L’ex numero 1 del mondo – ritiratosi lo scorso anno dopo le Olimpiadi di Parigi – ha ricordato le circostanze che lo hanno indotto a salutare il tennis professionistico

Foto Ray Giubilo
Andy Murray ha avuto una carriera più lunga del previsto, se si considera che un serio infortunio all’anca sembrava non avergli lasciato più chance di continuare a giocare già nel 2019. Grazie ad un delicato intervento chirurgico e alla sua straordinaria forza mentale, l’ex numero 1 del mondo è riuscito ad allungare il suo ‘viaggio’ nel circuito professionistico, sebbene il suo livello si sia abbassato rispetto a qualche anno prima. Lo scozzese si è dovuto accontentare di un ruolo di secondo piano fino al suo ritiro avvenuto l’anno scorso, dopo aver rappresentato per l’ultima volta la Gran Bretagna alle Olimpiadi di Parigi. Il tre volte campione Slam non può avere rimpianti, avendo sempre dato il massimo sul campo da tennis sfidando a viso aperto mostri sacri come Roger Federer, Rafael Nadal e Novak Djokovic.

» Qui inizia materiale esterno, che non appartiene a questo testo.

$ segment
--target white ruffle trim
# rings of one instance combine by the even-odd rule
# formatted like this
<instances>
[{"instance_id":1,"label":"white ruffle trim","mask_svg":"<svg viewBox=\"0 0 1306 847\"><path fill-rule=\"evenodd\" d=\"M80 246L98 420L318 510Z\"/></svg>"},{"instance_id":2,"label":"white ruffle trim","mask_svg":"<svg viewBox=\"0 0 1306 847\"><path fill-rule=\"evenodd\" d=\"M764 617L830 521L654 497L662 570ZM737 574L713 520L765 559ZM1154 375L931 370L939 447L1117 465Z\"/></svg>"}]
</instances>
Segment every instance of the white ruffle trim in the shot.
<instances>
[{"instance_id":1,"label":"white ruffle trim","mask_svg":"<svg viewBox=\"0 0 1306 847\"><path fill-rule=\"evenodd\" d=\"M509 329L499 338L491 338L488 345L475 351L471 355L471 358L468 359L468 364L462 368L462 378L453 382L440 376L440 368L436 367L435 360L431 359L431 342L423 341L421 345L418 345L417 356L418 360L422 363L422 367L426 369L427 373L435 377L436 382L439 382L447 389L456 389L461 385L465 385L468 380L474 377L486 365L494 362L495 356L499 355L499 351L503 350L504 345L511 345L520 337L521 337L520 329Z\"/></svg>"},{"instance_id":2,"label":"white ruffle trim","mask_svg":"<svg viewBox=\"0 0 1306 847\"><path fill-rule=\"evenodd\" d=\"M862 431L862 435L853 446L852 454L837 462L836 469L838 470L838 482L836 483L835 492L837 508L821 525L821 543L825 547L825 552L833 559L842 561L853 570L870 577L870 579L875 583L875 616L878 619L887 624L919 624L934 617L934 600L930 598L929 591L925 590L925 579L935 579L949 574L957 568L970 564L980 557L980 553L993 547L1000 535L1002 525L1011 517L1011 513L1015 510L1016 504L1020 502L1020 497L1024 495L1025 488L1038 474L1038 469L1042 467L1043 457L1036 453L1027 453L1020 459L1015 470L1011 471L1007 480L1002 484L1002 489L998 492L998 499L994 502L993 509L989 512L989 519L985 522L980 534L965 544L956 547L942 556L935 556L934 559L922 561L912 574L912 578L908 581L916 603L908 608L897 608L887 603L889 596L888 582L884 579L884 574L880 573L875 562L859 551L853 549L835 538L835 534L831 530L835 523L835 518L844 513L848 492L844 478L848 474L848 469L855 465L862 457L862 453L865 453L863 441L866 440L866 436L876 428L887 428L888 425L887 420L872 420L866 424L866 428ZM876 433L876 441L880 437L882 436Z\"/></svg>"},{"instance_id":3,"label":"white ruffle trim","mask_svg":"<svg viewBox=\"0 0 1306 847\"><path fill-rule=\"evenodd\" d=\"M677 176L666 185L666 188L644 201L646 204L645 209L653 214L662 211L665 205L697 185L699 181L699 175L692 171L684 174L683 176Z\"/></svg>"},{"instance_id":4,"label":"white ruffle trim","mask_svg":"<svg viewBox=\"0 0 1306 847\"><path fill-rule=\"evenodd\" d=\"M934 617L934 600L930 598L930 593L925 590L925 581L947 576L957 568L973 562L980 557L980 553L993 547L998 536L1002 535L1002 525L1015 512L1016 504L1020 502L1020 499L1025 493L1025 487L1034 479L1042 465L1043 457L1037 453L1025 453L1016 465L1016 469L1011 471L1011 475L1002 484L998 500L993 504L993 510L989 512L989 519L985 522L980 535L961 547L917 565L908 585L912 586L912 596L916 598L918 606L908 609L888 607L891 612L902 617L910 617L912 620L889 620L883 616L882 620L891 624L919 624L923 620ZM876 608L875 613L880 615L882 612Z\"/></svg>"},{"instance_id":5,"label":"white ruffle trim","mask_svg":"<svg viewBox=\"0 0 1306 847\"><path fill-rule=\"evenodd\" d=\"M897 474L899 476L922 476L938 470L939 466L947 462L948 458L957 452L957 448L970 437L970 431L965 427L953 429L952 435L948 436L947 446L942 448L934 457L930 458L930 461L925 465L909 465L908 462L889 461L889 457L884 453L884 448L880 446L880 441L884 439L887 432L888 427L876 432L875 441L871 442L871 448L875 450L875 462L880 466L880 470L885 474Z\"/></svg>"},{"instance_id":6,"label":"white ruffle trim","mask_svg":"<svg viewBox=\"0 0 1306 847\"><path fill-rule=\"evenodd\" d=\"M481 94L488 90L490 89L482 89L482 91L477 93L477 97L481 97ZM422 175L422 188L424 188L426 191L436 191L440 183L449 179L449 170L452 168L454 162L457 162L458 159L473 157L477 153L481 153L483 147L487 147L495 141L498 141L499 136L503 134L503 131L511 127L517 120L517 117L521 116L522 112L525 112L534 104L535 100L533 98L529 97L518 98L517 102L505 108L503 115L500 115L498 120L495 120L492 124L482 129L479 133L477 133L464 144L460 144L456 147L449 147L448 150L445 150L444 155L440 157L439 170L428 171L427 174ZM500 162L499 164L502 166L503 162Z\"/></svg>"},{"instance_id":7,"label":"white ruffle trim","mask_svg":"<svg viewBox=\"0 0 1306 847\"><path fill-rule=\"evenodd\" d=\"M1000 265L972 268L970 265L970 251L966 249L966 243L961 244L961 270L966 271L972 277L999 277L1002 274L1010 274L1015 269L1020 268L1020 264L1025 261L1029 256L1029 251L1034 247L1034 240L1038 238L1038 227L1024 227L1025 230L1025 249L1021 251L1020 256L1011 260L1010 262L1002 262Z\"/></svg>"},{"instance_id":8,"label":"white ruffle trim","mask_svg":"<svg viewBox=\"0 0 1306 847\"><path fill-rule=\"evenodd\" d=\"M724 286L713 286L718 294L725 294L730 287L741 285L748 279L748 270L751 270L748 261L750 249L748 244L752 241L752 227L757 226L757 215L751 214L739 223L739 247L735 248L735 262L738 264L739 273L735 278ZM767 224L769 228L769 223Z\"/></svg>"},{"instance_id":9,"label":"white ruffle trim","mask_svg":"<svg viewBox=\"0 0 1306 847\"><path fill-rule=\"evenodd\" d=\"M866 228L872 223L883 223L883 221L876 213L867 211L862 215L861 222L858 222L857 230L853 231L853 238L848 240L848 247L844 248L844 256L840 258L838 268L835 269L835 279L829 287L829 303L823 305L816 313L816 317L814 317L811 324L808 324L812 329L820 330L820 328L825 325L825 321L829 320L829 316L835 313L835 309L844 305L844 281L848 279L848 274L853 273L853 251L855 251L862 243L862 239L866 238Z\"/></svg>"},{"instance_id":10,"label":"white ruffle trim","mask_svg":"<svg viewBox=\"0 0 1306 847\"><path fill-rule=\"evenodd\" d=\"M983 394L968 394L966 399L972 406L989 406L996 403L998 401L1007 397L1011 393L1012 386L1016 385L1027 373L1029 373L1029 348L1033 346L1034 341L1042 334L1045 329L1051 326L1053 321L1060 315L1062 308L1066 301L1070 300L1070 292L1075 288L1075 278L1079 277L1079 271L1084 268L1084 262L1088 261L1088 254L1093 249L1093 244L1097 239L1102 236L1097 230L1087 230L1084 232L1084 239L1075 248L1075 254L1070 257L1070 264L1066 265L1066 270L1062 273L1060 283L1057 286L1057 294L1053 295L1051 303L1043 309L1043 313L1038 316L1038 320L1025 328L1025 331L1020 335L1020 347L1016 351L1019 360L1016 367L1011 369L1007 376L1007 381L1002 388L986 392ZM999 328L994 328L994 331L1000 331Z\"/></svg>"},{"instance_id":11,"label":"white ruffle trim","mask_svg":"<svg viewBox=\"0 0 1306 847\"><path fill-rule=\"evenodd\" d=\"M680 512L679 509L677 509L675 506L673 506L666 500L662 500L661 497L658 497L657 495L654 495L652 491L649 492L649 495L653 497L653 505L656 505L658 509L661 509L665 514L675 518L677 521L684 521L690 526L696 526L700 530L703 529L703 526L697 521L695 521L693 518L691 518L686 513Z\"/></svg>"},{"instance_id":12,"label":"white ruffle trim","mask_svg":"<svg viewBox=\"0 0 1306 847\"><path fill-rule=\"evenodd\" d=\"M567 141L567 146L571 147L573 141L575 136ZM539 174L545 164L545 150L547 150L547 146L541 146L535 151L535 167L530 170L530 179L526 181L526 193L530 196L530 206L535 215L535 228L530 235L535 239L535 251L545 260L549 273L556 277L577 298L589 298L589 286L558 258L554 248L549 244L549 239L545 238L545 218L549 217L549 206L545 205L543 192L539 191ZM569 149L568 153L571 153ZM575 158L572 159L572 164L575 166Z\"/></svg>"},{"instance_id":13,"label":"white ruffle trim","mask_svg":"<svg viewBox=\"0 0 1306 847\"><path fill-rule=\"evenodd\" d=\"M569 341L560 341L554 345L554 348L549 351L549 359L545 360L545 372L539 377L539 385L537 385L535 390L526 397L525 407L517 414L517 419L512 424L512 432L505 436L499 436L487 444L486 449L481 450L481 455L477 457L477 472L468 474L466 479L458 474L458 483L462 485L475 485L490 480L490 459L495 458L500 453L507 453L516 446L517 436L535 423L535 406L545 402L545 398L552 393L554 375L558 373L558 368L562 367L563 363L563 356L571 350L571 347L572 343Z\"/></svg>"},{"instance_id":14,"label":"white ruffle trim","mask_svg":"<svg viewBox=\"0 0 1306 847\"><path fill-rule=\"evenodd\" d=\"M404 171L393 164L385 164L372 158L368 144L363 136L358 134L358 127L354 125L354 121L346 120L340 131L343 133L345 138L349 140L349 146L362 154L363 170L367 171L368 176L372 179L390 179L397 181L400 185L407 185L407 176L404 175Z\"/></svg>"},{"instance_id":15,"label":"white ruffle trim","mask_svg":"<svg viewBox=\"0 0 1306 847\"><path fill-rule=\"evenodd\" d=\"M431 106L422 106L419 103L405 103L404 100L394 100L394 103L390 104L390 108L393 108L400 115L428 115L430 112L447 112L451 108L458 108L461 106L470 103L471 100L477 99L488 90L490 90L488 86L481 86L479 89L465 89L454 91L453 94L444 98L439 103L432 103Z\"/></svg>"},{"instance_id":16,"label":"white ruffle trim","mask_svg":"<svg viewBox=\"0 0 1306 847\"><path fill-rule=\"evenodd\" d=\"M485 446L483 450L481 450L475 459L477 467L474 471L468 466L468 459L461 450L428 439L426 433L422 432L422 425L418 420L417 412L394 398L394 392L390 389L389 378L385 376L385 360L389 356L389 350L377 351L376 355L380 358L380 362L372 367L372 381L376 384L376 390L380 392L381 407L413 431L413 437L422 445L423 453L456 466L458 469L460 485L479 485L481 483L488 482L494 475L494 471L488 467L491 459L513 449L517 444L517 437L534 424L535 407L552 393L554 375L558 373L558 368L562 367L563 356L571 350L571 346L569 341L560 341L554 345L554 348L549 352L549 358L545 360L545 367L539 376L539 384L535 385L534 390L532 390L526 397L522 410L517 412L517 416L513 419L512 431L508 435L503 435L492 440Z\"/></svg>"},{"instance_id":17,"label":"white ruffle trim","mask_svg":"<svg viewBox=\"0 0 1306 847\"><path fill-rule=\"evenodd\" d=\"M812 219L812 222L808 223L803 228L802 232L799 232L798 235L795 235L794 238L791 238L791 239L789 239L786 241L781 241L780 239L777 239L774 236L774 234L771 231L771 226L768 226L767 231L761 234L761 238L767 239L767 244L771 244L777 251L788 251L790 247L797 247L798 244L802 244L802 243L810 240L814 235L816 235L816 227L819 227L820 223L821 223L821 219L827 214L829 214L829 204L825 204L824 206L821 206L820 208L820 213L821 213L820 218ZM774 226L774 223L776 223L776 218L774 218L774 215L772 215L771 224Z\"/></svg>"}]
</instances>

Ospite nell’ultimo episodio del podcast ‘The Romesh Ranganathan Show‘, Andy ha spiegato quali erano le sue sensazioni al momento del suo ritiro: “Non riuscivo più a giocare al livello che desideravo a causa dei miei problemi fisici, quindi sentivo di non avere molto altro da dare a questo sport. Il mio corpo mi aveva fatto capire più di una volta che era giunto il momento di dire basta. Circa dieci giorni prima di concludere la mia carriera, mi sono guardato indietro e ho ripensato a quanto fosse incredibile tutto ciò che avevo ottenuto.” Murray ha confidato che aveva paura di non trovare una nuova dimensione dopo il tennis: “Ero molto preoccupato per come sarebbe stata la mia vita dopo il ritiro, ma ora che ci sono dentro la adoro. Il contesto intorno a me è cambiato notevolmente, così come il mio rapporto con i media. All’inizio della mia carriera, avevo perso fiducia in loro perché alcune mie esternazioni erano state ingigantite e avevano generato inutili polemiche.”
La leggenda britannica si è goduta ogni singolo frangente della sua carriera: “Quando ho mosso i miei primi passi nel circuito professionistico, il mio sogno era soltanto di arrivare in finale a Wimbledon una volta. Non mi sarebbe importato di vincere o perdere, contava solo essere lì. Con il passare degli anni, ho cambiato prospettiva e non mi bastava più raggiungere la finale in uno Slam. Se la perdevo, mi interrogavo sui motivi di quella sconfitta e analizzavo il mio gioco per migliorarlo ulteriormente. Quando sei un atleta di primissimo livello, c’è sempre la pressione di dover fare qualcosa in più. Ritengo che sia una delle cose più belle e difficili dello sport.”